L’ART MUSICAL OUEST-AFRICAIN A RÉSISTÉ À L’EMPRISE COLONIALE
Selon le professeur Ibrahima Wane, au Sénégal, cet art a joué un rôle central dans la construction mémorielle, politique et identitaire du pays? de l’époque coloniale aux mobilisations citoyennes contemporaines.

La musique, en tant qu’expression artistique, constitue l’un des rares domaines à avoir véritablement échappé à l’emprise coloniale en Afrique de l’Ouest, a affirmé, mercredi, le professeur Ibrahima Wane, spécialiste en littérature et civilisations africaines à l’Université Cheikh Anta Diop de Dakar.
”L’art, en Afrique de l’Ouest et plus précisément la musique, est peut-être l’un des rares domaines, pour ne pas dire le seul, à avoir réellement résisté à l’influence coloniale”, a-t-il dit lors d’une conférence sur le thème ”Musique populaire et histoire politique au Sénégal”.
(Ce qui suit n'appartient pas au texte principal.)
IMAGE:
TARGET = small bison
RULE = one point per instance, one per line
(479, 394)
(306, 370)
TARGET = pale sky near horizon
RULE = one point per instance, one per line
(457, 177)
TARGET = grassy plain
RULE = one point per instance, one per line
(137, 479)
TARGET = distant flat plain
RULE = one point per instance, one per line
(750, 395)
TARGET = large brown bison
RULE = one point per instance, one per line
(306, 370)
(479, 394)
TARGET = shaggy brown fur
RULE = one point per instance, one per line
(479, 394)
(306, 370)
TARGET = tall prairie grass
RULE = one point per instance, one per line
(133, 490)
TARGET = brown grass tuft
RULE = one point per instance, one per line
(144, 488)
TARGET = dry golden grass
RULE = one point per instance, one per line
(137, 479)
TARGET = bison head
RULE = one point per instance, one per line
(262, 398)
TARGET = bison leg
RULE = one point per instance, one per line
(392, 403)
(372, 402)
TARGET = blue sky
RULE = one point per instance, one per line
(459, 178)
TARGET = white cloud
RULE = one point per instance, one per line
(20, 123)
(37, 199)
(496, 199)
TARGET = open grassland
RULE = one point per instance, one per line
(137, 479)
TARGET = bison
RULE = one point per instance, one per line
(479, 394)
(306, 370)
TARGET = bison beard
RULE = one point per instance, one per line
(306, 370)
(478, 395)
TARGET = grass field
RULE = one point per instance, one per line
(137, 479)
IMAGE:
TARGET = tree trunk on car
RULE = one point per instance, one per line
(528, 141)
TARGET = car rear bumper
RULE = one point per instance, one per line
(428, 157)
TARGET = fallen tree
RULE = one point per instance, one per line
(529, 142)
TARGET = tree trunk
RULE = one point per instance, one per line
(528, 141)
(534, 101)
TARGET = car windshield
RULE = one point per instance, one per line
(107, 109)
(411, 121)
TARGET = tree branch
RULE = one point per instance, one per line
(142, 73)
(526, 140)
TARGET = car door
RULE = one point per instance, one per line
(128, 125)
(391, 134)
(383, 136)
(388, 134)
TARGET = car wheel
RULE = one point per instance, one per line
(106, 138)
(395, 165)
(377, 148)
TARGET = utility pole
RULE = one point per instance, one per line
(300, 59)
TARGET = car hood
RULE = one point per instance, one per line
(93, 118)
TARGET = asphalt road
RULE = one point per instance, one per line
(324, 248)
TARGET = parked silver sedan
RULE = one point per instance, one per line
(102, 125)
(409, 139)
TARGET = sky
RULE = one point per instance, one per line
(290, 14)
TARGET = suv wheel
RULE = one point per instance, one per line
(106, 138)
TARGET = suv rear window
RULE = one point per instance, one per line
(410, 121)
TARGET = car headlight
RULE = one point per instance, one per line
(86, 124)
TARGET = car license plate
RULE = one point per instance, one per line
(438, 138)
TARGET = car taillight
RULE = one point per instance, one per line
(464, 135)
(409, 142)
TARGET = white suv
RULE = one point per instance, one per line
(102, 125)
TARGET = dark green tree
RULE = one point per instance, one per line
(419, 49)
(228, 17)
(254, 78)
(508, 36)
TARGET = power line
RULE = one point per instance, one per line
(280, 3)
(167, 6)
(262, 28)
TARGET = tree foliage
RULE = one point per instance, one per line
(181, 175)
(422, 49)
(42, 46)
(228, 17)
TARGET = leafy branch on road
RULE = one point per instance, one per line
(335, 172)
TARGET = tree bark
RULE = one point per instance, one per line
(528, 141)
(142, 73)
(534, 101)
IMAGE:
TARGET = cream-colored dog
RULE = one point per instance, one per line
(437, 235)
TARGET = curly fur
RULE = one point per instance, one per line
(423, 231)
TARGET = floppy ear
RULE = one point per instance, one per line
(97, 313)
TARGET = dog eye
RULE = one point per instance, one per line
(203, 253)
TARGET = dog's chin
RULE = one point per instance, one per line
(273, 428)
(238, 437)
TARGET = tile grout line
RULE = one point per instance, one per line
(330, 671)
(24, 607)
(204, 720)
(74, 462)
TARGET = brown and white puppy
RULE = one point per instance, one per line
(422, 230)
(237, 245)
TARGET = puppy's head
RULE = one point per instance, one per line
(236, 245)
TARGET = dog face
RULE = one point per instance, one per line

Elle a été précédée de la projection du film documentaire ”Orchestra Baobab, une autre histoire du Sénégal”, réalisé par le cinéaste malien Toumani Sangaré, directeur de l’école de cinéma Kourtrajmé de Dakar, dans le cadre des 50 ans de ce mythique groupe sénégalais des années 1970.
Selon Ibrahima Wane, la musique a joué un rôle central dans la construction mémorielle et politique des sociétés sénégalaises postcoloniales.
”Pendant la colonisation, les artistes continuaient à célébrer les héros traditionnels. Ces œuvres véhiculent des valeurs de dignité, de courage et d’honneur, sans que le pouvoir colonial n’en perçoive toujours le potentiel subversif”, a-t-il expliqué.
Il a souligné que ”contrairement à d’autres régions où chaque régime tente d’effacer les traces de ses prédécesseurs, ici, la musique propose une synthèse des mémoires. Elle devient un espace de conciliation entre les différentes strates civilisationnelles”.
”Ce patrimoine musical, loin d’être figé, fonctionne comme un palimpseste (parchemin dont on a effacé la première écriture pour pouvoir écrire un nouveau texte) où, coexistent les différentes mémoires: ceddo, maraboutique, arabo-islamique, etc”, a-t-il poursuivi.
Toujours, selon lui, ”la musique sénégalaise constitue un lieu de convergence entre les cultures traditionnelles, islamiques et occidentales”.
Pour le chercheur, ”cette capacité de synthèse mémorielle a permis à la musique de devenir un langage puissant dans la dynamique de construction nationale, à travers notamment les hymnes nationaux, inspirés des répertoires traditionnels pour forger une identité moderne”.
”L’hymne national sénégalais, tout comme celui de la jeunesse, sont des reconstructions directes de ce patrimoine musical ancien”, a-t-il souliné.
Abordant la place des cultures urbaines dans l’espace politique, le professeur Wane a relevé la profondeur historique du lien entre art et engagement social, estimant que les mobilisations citoyennes de 2000 et 2012 ne constituent pas des ruptures mais, l’aboutissement d’une tradition d’interaction entre musique et politique.
”Ce que nous appelons aujourd’hui l’activisme du hip-hop s’inscrit dans une longue généalogie historique”, a-t-il soutenu.
Par ailleurs, l’universitaire a signalé quelques erreurs factuelles dans le film documentaire présenté, notamment, sur l’âge de certains musiciens mentionnés ou des confusions concernant la crise en Casamance.
La conférence s’est tenue en présence de chercheurs, d’artistes et d’étudiants, dans une ambiance d’échanges intellectuels nourris sur les interactions profondes entre musique et société au Sénégal.